Benzeşmeler listesi de safdille inanma bohçasındaki iyi niyetle uyum sağlayan bir başka araçtır.
Genel olarak bir amaçla ilişkilendirilen bu karışık ve çapraşık mekanizma, tüm evrenin bir amaçla ilişkilendirilmesine yönelik bir kanıtmış gibi alınamaz. Bu durum bir çitanın varlığının özel bir amaçla ve bilerek tasarlanmış olmasının anlatımı gibi bir şey olurdu. Oysa çitalar evrimin kanlı, amaçsız, rehbersiz süreçleri sonucu gelişmiştir; antilopları öldürmek gibi bir amaç uğruna yaratılmamışlardır. Benzer olarak evren de uygulamadaki fizik yasalarının bildirgeleri olan amaçsız, rehbersiz süreçlerden geçerek 14 milyar yıllık bir zaman dilimi içinde gelişmiştir; çitalar avlarını yakalayabilsin, insanlar görkemli sanat yapıtları yaratsın ya da hayallerle, umutlarla vakit geçirsinler diye değil.

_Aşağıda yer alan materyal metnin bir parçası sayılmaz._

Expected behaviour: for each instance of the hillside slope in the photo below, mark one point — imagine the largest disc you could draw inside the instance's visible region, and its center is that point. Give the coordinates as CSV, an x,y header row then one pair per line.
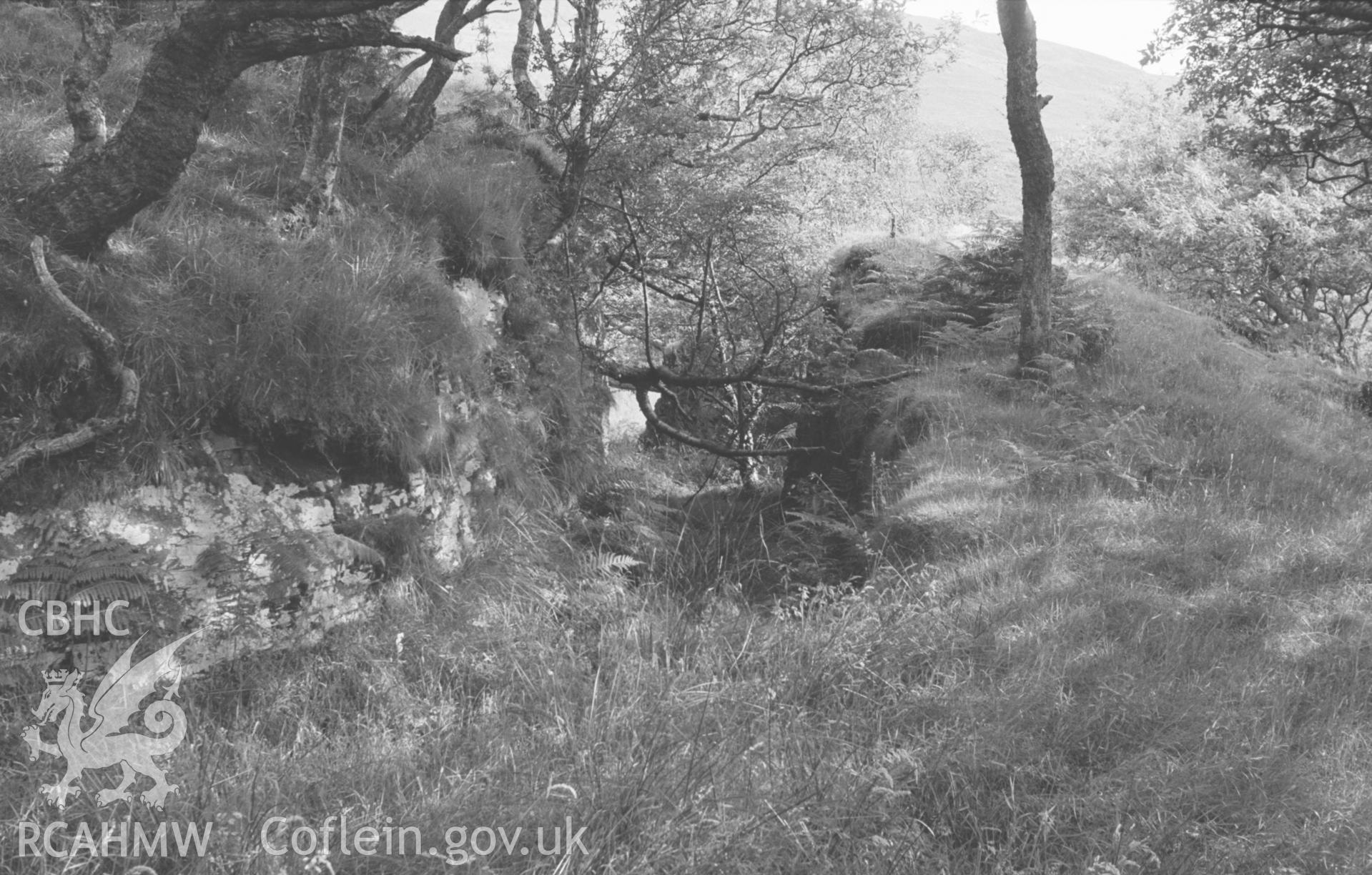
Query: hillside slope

Evrenin başlangıcına ilişkin hiçbir şeyi henüz tam olarak anlayamıyor olmamız bu başlangıcı doğaüstü bir güce, bir yaratana bağlamamız gerektiği anlamına gelmemeli; bu yaratanın anlaşılmaz aklının tanrısal, şeytanî ya da kaprisli bir amaçla hareket ettiğine de.
Teologlar tipik olarak kendi yarattıkları bilmecelerin ürettiği sorulara odaklanır. Kimilerinin kafası ölümden sonra yaşamın olup olmadığına takılmıştır; en ufak bir kanıt olmamasına karşın kendi kendilerine türettikleri hayalî bir inanışa…
Kimilerini hayrete düşüren ise, gene teologların yarattığı bir diğer hayalî inanış olan, ancak Tanrı’nın var olmadığı anlaşıldığında tümüyle buharlaşıp giden, karşılıksız ve sonsuz seven Tanrı’nın yarattığı bir dünyada nasıl olup da Şeytanın var olabildiğidir. Kozmik amaç sorusu da tümüyle kanıtsal temelden yoksun ve bir o kadar da saçmaca türetilmiş bir başka hayaldir. Bu tip bilmeceler uğruna türetilen soruları, büyük önem vererek dikkate alma hatasına düşmemeliyiz.
Ben bu sıra dışı evrenin varlığını görkemli, inanılmaz bir büyüklük olarak dikkate alıyorum sadece. Orada bütün görkemi ile bütünüyle işe yaramaz bir şekilde asılı duruyor. Onu insansı amaçlarımıza bağlamanın fazla iddialı olduğunu düşünüyorum.